Since then, migration, displacement and dispossession have become issues of even greater concern. People are moving within and across national borders on unprecedented scales, whether displaced by violence, ethnic cleansing, famine or natural disasters, relocated as a result of (re)development projects, priced out of their homes by market forces, or moving in search of better livelihoods and security, for themselves and for their families. While there is a wealth of research on migration and its impacts (Castles and Miller, 2003; Cohen, 2006; Tunstall, 2006; Holton, 2008), there is less discussion of the interconnections with less advantaged communities experiences of displacement and social cleansing within the global cities of the North.
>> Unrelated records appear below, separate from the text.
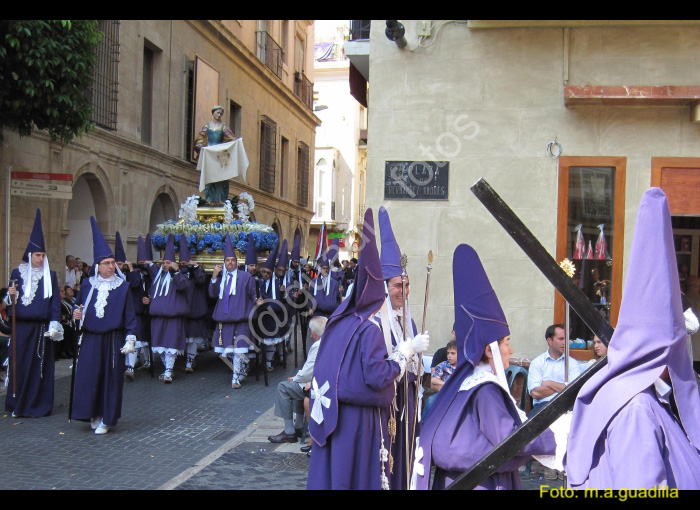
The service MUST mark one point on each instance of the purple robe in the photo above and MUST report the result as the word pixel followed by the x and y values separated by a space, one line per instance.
pixel 138 290
pixel 232 331
pixel 622 434
pixel 168 312
pixel 99 373
pixel 480 419
pixel 349 459
pixel 322 304
pixel 274 316
pixel 398 480
pixel 35 353
pixel 196 324
pixel 667 458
This book sets out to address this gap, focusing on exploring the links between these varying processes of change and the ways in which they are experienced, responded to and culturally expressed by those directly involved themselves.
While taking account of the differences in peoples motivations and the variations in terms of their experiences, the book aims to explore what common factors might be emerging in the current context. Neoliberal globalisation forms a central element in this framework, along with the effects of growing concerns about security, with increasing inequalities of wealth and power, within and across national boundaries (Kalra et al, 2005; Glick Schiller and Faist, 2010). There are economic and political issues as well as social issues to be explored. Unless these underlying structural factors are taken into account, inequalities, divisions and conflicts within and between communities may be being reinforced, accompanied by increasing anxieties about racism, Islamophobia and the growth of political mobilisations on the far right. These are becoming even more urgent issues in the current policy context.
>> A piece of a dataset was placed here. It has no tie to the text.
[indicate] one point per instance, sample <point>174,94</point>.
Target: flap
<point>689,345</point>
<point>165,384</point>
The book starts from these concerns, focusing on communities experiences of responding to common threats. Whether defined in terms of locality as urban neighbourhoods or rural villages, for example or in terms of peoples identities and common interests, communities have been affected by processes of displacement. And communities can have an impact on these processes in their turn.
Communities can, and too often do, exacerbate the effects of displacement, becoming fragmented and divided, blaming each other, as well as outsiders, for their anxieties and frustrations, as a result of these processes of change (Hoggett et al, 2013). But these are so far from being the only options. While recognising the vital importance of understanding these types of negative responses, this book sets out to focus on exploring alternative approaches, identifying ways in which communities can be built and rebuilt in less socially divisive ways, demonstrating the potential for developing social solidarities within and between communities, both locally and beyond, transnationally. There are potentially important implications here for those concerned with community development, social solidarity and the promotion of social justice agendas, whether as policy-makers, professionals or as active citizens in communities, trade unions and faith-based organisations and networks.